# In Solow growth model, increasing consumption drops production which should measure GDP?

Consider Solow growth model $$Y=F(K,AL)$$ where $$A$$ measures knowledge progress, $$K$$ is capital and $$L$$ is label. I have suppressed temporal dependence. I am going to assume $$L$$, $$A$$ grow exponentially at rate $$g,n$$ respectively. Assume $$\frac{d}{dt}K=sY-\delta K$$ where $$\delta$$ is decay rate of capital and $$s$$ is saving rate. Assume saving is instantaneously used for capital purchasing as investment.

Let $$k^\star$$ be the current equilibrium.

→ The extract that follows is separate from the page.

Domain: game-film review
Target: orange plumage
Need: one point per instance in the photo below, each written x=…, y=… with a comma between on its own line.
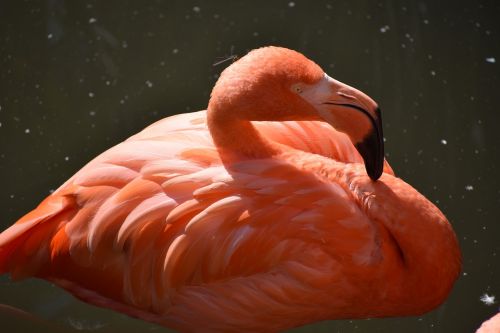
x=255, y=215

Leveling up consumption indicates $$(1-s)Y$$ increases which indicates saving rate should drop. However, dropping saving rate should drop overall $$\frac{Y}{AL}$$ effective production per capita. Thus overall $$Y$$ drops below previous equilibrium growth path. If I set $$a_K$$ as elasticity of product to capital, then elasticity of $$Y$$ to saving should be $$\frac{a_K}{1-a_K}$$. In general most countries are with $$a_K=\frac{1}{3}$$. In particular elasticity of $$Y$$ to saving is positive. In particular, $$Y$$ should grows and decays as saving grows or decays. Thus decreasing saving should decrease long term growth of $$Y$$.

Originally, I thought $$Y$$ should measure GDP which should have a component measuring consumption. If consumption increases, I should expect temporal increment of GDP or increment of GDP over long term.(That should be the reason why one wants to increase consumption during recession.) Or is that statement is a statement for out of equilibrium statement? Am I wrong on that part or wrong with understanding of Solow model?

Reference. Romer, Macroeconomics Chapter 1. Sec 4.